This is not a whining, griping, complaining kind of post. These are just thoughts that have been consuming my mind within these last two weeks and they must be released.
(1) I’ve been thinking long and hard about what I want to do with my life….where I should transfer to after TC, whether or not to make my major broadbase or specific, and not really liking the idea of leaving Belton. (I really do love this town!!) What every thought and prayer has come down to is this: (a) Go to The Art Institute of Austin, (b) Broadbase my major to cover photography and interior design, and (c) get an apartment outside of Austin. I still have to look around the campus, talk to advisors, submit an application. But this is what feels right. This is where I’m being led. I’m excited. I’m scared. I’m still excited.

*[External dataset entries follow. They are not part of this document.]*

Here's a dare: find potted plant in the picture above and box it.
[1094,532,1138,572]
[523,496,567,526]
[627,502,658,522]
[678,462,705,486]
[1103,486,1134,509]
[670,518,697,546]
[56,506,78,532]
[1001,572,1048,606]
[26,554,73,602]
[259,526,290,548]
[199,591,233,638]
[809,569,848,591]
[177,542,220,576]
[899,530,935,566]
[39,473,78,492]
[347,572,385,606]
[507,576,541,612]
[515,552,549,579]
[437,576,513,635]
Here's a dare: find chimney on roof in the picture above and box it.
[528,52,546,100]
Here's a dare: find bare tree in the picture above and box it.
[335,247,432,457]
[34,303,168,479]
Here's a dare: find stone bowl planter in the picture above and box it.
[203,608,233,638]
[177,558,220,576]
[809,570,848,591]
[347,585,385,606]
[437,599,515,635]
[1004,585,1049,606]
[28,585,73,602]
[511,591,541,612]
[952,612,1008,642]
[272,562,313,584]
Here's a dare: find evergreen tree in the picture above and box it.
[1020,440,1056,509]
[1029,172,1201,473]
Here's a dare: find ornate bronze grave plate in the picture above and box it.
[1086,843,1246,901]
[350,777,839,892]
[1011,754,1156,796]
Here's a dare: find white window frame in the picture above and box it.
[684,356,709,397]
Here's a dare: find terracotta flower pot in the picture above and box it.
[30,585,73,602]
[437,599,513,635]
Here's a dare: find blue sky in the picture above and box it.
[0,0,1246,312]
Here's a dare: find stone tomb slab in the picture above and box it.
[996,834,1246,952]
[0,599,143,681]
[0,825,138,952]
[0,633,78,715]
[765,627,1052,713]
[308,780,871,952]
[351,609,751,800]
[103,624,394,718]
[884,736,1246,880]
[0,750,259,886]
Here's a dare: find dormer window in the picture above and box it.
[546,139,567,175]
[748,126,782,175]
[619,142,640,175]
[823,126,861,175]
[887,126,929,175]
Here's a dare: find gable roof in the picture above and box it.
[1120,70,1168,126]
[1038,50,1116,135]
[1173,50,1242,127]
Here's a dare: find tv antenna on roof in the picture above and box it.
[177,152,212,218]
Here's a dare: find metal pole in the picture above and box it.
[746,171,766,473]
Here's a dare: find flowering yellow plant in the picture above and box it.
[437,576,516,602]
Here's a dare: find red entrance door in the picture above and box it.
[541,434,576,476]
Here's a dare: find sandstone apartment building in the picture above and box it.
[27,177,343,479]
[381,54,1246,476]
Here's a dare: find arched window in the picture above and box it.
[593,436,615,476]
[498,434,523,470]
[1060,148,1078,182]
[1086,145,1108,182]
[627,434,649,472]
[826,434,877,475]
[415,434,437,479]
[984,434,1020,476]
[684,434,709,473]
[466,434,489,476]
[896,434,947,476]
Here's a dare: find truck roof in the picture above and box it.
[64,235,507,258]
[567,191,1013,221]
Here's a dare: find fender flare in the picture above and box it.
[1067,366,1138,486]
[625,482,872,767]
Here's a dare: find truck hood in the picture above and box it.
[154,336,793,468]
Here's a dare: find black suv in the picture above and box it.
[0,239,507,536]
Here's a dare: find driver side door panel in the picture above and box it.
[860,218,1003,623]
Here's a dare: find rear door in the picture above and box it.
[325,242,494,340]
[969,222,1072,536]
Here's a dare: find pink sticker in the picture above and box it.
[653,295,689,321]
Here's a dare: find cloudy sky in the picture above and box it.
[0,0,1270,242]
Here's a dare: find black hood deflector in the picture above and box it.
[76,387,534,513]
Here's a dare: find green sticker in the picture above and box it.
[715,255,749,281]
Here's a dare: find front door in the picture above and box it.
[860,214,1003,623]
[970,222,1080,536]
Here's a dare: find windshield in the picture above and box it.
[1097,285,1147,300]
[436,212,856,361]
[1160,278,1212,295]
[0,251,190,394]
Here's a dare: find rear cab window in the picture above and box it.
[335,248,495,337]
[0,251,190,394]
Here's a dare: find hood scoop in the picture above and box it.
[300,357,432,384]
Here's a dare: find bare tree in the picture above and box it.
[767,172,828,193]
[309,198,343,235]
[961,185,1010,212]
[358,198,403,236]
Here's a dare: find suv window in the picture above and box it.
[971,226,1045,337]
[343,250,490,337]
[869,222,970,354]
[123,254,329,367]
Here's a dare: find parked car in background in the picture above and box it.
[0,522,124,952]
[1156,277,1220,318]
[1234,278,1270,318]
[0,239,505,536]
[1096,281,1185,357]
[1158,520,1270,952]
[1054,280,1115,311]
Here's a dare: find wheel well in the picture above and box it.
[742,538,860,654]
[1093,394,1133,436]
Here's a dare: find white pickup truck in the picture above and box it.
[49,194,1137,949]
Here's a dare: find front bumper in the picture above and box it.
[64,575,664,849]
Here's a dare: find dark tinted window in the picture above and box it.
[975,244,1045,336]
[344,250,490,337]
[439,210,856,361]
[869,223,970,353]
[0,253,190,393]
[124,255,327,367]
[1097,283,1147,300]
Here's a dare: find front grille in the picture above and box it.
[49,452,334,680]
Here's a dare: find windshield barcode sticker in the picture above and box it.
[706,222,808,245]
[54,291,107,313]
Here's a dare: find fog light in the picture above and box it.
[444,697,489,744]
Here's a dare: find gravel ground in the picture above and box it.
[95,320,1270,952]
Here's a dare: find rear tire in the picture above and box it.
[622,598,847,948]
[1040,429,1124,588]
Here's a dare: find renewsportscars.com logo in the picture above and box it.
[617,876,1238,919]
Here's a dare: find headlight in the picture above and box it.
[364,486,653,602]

(2) Work wears me out…physically, mentally, emotionally, and spiritually. I cannot deal with it anymore. There is so much drama, tension, and gossip going on there and I feel like I am unwillingly being pulled into this deep, dark pit. I refuse to be a part of all of this crap. I dread getting up and going to work everyday. In complete honesty, I have cried every day for the last month either before I walk into work or after I leave work. It is a HORRIBLE place to be and it’s supposed to be a Christian environment. I can’t take it anymore and I’m actively searching for a new job.
(3) My dad is gone for the week. I know that I’ve shared this already. I am a nervous wreck!! I always am when he’s gone. This is going to sound weird, but I feel like I have to be the “man of the house” while he’s away. (Does that make sense?) I feel the need to fix everything that needs fixing, cook dinner every night, and to watch over my family to make sure they are safe at all times. It’s only been two days since he left, and already I’m drained. I don’t know how my dad manages to be the “man of the house” all day every day. I’ve been trying for the last two days and I’m exhausted. Absolutely exhausted.
(4) My birthday is on Tuesday. I have this gut feeling that it’s going to suck. Usually my dad is the one who makes my birthday extra-special (not that my family doesn’t…my dad just gives it an extra OOMPH…), and it just upsets me that he’s not here to help me celebrate. The rest of my family is busy on my birthday with band concerts, tennis tournaments, and school meetings so I already have an idea of how my birthday is going to go. Blehhhhh.
(5) I’m going fishing in East Texas next week over Spring Break. I cannot wait to get out on the lake with no distractions and just take some time to really relax. I’m ready to put my mind at rest. I’m ready to be back home. Pineywoods, here I come.
Finally. All consuming thoughts are released. I feel somewhat better.
Inhale. Exhale. Repeat. Inhale. Exhale. Repeat.